Aucklanders held the lion's share of million-dollar-plus mortgages. Photo / NZME
The number of Kiwis with a million-dollar-plus mortgage has doubled in just three years prompting concerns about how they will cope with rising interest rates and the soaring cost of living.
In the third quarter of 2019 just over 50,000 borrowers had a mortgage of more than $1m but thereare now nearly 103,000 who have taken on sky-high debt levels, data from Centrix shows. That is 8.5 per cent of all borrowers or roughly one in every 12.
Keith McLaughlin, managing director of Centrix, said ultra-low home loan rates combined with soaring property prices were behind the big jump.
"Over the last three years what we have seen is effectively interest rates right down low and house prices up high. There has been a lot of borrowing at cheap money to buy expensive houses."
McLaughlin said while it was not surprising that people had borrowed more during the period of low interest rates the number had come as a shock.
"The quantum is a bit of a surprise and also the spread with quite a few superannuants falling into that category."
Superannuants had 4 per cent of mortgages valued over $1m, while a third were held by those aged 40 to 49 years, 30 per cent by those aged 30 to 39 and 29 per cent by those aged 50 to 64.
Geographically Aucklanders held the lion's share of million-dollar-plus mortgages at 66 per cent followed by 11 per cent in Wellington, 6 per cent in Waikato and 5 per cent in Canterbury.
At the same time $2m-plus mortgages also rose from 6150 to 14,104. There were 1.2 million borrowers with an average mortgage of $470,000 while the average size of a first-home mortgage peaked at $600,000 earlier this year, McLaughlin said.
The figures include investors and those with multiple properties.
McLaughlin said currently mortgage default rates were very low at 0.96 per cent of all mortgage debt in July.

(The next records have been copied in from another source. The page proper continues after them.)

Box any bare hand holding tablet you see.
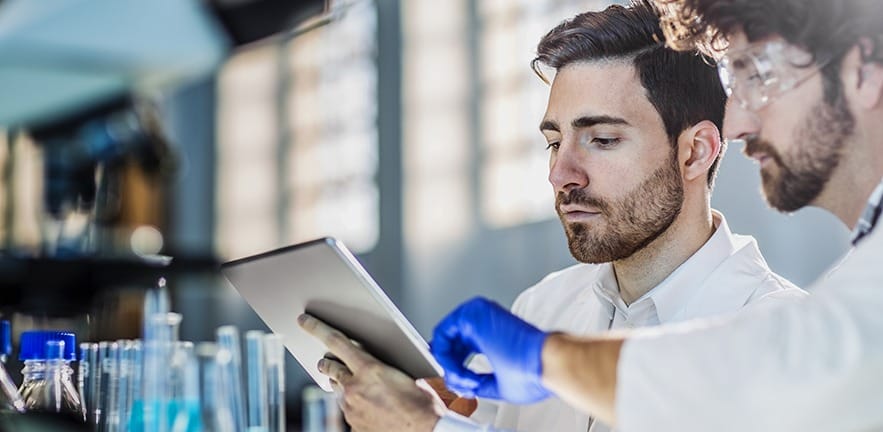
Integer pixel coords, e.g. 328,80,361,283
222,238,441,391
221,237,442,392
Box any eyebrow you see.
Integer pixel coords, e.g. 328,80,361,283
539,115,631,132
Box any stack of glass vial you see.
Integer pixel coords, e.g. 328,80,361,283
73,281,287,432
0,279,287,432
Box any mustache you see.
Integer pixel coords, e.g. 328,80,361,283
743,135,785,166
556,188,608,213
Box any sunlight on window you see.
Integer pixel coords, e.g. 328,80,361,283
287,0,379,253
216,0,379,259
216,45,280,259
478,0,616,228
402,0,473,249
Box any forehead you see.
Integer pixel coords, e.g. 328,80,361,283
725,31,784,55
726,31,750,51
545,61,658,126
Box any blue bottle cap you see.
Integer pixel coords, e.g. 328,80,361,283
19,331,76,361
0,321,10,356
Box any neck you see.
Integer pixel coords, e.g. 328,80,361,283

"Having a large mortgage is not inherently a bad thing if you're able to service the repayments.
"The big concern is what is going to happen over the next six to 12 months if interest rates stay where they are or go higher and the rising cost of living.
"It has got to put a squeeze on the wallet and if you are sitting there and you borrowed a lot of money when it was relatively affordable, even though the banks have priced in interest rises in their approval process, it still puts a bite on their wallet. And that is where the problem comes because the exposure is very high."
McLaughlin said mortgages were easier to get three years ago than they had been in the last 12 months since the introduction of tighter credit rules.
"Certainly in the last 12 months there has been more responsible lending legislation put in place, more controls in that area, but going back two, three years ago it was probably easier to get money from a bank."
McLaughlin said as long as unemployment remained where it was, interest rates didn't go much higher and the cost of living was under control then household budgets should still be okay.
"But if one of those three things breaks then I think the pressure will come on households. We are watching that really really closely."
Already it has seen arrears increasing in unsecured lending with credit cards, buy now, pay later and personal lending missed payments rising.
"We are now seeing secured lending for motor vehicles defaults in arrears starting to rise."
McLaughlin said traditionally the next area of stress would be housing lending.
"If that starts to go, house prices are not at the same level they were a period ago so again it puts pressure on the equity of a borrower. It is a cloud on the horizon and there is right to be concern over that."
He said those who felt under pressure were best to front foot it and talk to their lender before going to the wall.
"The last thing you want to do is bury your head in the sand which has the potential to hurt your overall financial wellbeing in the long term."